Gizi buruk dan Metode Penentuan Status Gizi
Pengertian
status gizi menurut Almatsier (2009), adalah keadaan tubuh sebagai
akibat konsumsi makanan dan penggunaan zat-zat gizi. Yang dibedakan
antara status gizi buruk, kurang, baik dan lebih. Status gizi baik atau
optimal terjadi apabila tubuh memperoleh cukup zat-zat gizi yang
digunakan secara efisien, sehingga memungkinkan pertumbuhan fisik,
perkembangan otak, kemampuan kerja dan kesehatan secara umum pada
tingkat setinggi mungkin, jika keadaan sebaliknya terjadi gizi kurang.
Akibat gizi buruk pada balita dapat menyebabkan gangguan pertumbuhan
dan perkembangan. Pada tingkat kecerdasan karena tumbuh kembang otak 80%
terjadi pada masa dalam kandungan sampai usia 2 tahun. Pada anak yang
pendek (stunted)
mempunyai rata-rata score Intelligence Quotient (IQ)11 poin (UNICEF,
1998), kemudian di perkirakan Indonesia kehilangan 220 juta IQ poin dan
menurunkan produktivitas 20-30%.
Menurut Almatsier (2009), masalah gizi umumnya disebabkan oleh
kemiskinan, kurangnya ketersediaan pangan, kurang baiknya sanitasi,
kurangnya pengetahuan tentang gizi, menu seimbang dan kesehatan. Banyak
penelitian yang mengungkapkan bahwa faktor sosio-budaya sangat berperan
dalam proses konsumsi pangan dan terjadinya masalah gizi. Kebiasaan
makan keluarga dan susunan hidangannya merupakan salah satu manifestasi
kebudayaan keluarga yang disebut gaya hidup.
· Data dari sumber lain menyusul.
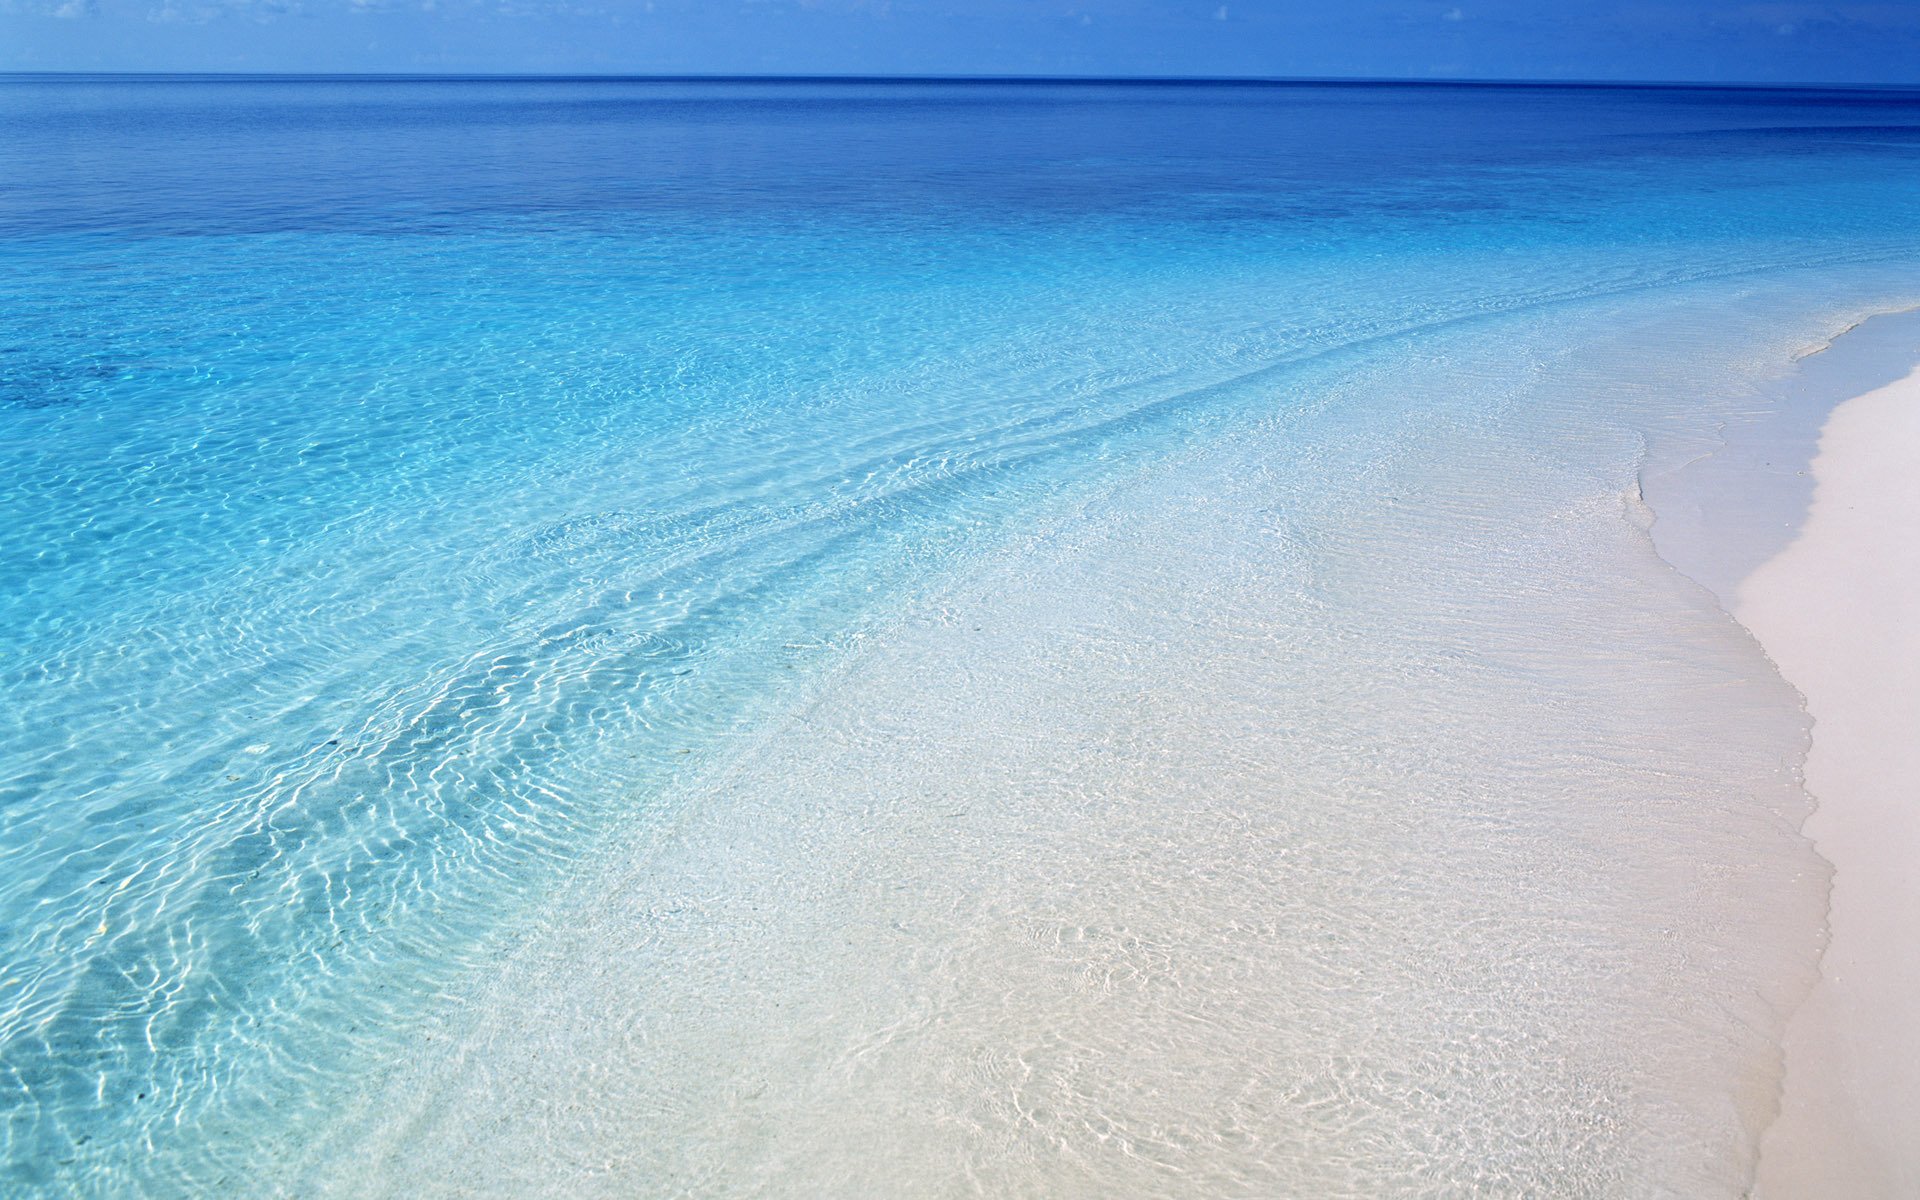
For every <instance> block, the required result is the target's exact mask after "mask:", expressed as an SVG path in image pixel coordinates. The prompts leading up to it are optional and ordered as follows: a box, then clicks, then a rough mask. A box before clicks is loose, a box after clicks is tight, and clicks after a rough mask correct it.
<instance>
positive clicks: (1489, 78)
mask: <svg viewBox="0 0 1920 1200" xmlns="http://www.w3.org/2000/svg"><path fill="white" fill-rule="evenodd" d="M15 79H44V81H61V79H106V81H111V79H125V81H156V83H157V81H232V83H267V81H290V83H292V81H305V83H847V84H860V83H864V84H916V83H918V84H927V83H956V84H966V83H993V84H1133V86H1452V88H1473V86H1511V88H1622V90H1626V88H1668V90H1849V92H1916V90H1920V83H1826V81H1793V83H1764V81H1732V83H1730V81H1705V79H1528V77H1471V75H1461V77H1427V75H1025V73H1012V75H987V73H968V75H874V73H845V75H822V73H791V75H741V73H710V75H703V73H657V75H649V73H626V71H620V73H614V71H609V73H593V71H0V81H15Z"/></svg>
Unsur-unsur budaya mampu
menciptakan suatu kebiasaan makan yang kadang bertentangan dengan
prinsip-prinsip ilmu gizi.
Upaya penanggulangan yang telah dilakukan oleh pemerintah antara lain
seperti peningkatan akses dan mutu pelayanan gizi melalui program Pemberian Makanan Tambahan (PMT) atau Makanan Pendamping Air Susu Ibu (MP-ASI), tatalaksana gizi buruk di puskesmas perawatan dan rumah sakit, serta Kadarzi atau pemberdayaan masyarakat melalui keluarga sadar gizi.
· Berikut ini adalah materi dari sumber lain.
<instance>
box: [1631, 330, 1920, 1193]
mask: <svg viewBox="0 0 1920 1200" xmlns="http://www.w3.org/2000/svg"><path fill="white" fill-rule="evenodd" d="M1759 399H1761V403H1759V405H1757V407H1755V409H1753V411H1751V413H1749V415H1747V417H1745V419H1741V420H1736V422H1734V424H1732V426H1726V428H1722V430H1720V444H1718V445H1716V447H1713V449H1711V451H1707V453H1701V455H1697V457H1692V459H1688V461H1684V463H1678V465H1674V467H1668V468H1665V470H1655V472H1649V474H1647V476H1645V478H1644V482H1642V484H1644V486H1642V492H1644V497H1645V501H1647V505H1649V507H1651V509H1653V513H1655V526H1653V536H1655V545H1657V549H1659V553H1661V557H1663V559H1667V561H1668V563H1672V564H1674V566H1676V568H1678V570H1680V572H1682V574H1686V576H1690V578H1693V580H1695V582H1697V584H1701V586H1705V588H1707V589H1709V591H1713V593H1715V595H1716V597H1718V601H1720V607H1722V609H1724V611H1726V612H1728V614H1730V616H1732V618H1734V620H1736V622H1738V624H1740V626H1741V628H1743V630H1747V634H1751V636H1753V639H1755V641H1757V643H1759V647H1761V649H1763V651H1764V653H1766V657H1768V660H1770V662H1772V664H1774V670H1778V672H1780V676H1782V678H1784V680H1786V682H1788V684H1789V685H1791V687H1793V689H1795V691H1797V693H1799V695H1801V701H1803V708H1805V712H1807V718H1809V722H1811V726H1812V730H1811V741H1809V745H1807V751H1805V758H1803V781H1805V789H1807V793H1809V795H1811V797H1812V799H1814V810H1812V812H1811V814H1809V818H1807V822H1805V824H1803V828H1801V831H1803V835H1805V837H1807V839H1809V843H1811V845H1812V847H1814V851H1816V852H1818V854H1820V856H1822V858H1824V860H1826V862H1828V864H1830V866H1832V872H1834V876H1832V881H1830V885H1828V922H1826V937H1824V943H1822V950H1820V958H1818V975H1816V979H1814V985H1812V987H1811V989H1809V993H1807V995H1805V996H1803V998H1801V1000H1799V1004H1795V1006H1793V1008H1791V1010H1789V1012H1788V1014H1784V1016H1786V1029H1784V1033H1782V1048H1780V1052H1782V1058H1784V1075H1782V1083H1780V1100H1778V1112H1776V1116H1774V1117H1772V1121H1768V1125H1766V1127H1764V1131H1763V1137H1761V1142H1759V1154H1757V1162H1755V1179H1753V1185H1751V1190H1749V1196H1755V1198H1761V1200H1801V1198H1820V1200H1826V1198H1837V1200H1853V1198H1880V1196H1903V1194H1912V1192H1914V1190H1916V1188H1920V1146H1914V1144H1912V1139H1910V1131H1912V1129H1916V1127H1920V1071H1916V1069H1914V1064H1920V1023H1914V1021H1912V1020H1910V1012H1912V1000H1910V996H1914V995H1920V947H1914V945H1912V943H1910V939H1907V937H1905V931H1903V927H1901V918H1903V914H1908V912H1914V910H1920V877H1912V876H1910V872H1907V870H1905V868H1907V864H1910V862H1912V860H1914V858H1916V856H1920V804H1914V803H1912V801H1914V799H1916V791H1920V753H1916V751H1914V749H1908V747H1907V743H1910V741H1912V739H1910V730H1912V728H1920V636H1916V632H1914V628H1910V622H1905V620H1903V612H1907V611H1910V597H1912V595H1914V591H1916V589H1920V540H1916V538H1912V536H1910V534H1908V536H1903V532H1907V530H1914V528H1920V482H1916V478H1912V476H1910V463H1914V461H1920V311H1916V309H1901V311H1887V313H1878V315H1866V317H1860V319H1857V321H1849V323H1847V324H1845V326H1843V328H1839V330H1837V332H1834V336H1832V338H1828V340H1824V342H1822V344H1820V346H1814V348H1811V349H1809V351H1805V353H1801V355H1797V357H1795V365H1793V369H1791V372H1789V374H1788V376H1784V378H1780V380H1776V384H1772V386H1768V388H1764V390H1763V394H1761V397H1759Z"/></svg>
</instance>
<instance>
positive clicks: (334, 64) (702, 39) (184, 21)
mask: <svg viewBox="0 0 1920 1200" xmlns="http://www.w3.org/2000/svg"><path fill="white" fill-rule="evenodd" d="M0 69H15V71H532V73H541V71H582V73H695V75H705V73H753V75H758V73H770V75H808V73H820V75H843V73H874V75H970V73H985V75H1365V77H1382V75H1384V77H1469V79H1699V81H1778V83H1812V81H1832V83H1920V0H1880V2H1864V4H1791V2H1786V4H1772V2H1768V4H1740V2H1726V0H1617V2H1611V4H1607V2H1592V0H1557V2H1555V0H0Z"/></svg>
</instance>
Untuk melakukan penilaian status gizi, dilakukan dengan penilaian
status gizi. Penilaian status gizi dapat dilakukan secara langsung
maupun tidak langsung. Penilaian langsung dibagi menjadi empat penilaian
meliputi : antropometri, klinis, biokimia dan biofisik. Sedangkan tidak
langsung meliputi survei konsumsi makanan, statistik vital dan faktor
ekologi. Metode yang sering digunakan di masayarakat untuk menentukan
status buruk pada balita adalah antropometri dan survei konsumsi makanan
Berikut penjelasan salah satu metode diatas menurut Supariasa (2002):
Antropometri gizi :
Antropometri gizi berhubungan dengan berbagai macam pengukuran dimensi dan komposisi tubuh dari berbagai tingkat umur dan tingkat gizi, diantaranya :
Antropometri gizi berhubungan dengan berbagai macam pengukuran dimensi dan komposisi tubuh dari berbagai tingkat umur dan tingkat gizi, diantaranya :
- Umur (U) merupakan faktor yang sangat penting dalam penentuan status gizi. Kesalahan penentuan umur akan menyebabkan interpretasi status gizi menjadi salah. batasan umur untuk anak adalah umur 0-2 tahun digunakan bulan usia penuh.
- Berat Badan (BB) merupakan ukuran antropometri yang menggambarkan jumlah dari protein, lemak, air dan mineral pada tulang. Sensitif terhadap perubahan dalam waktu singkat oleh perubahan-perubahan konsumsi dan kesehatan. Akan menggambarkan status gizi sekarang dan pertumbuhan jika dilakukan secara periodik.
- Tinggi Badan (TB) merupakan ukuran antropometri menggambarkan keadaan yang telah lalu dan keadaan sekarang, jika umur tidak diketahui dengan tepat (Supariasa, 2002). Untuk Anak balita TB berumur 0-2 tahun yang diukur pada posisi berdiri koreksinya ditambah 0,7 cm dan yang berumur 2-5 tahun yang diukur pada posisi berbaring koreksinya dikurangi 0,7 cm (WHO, 2006).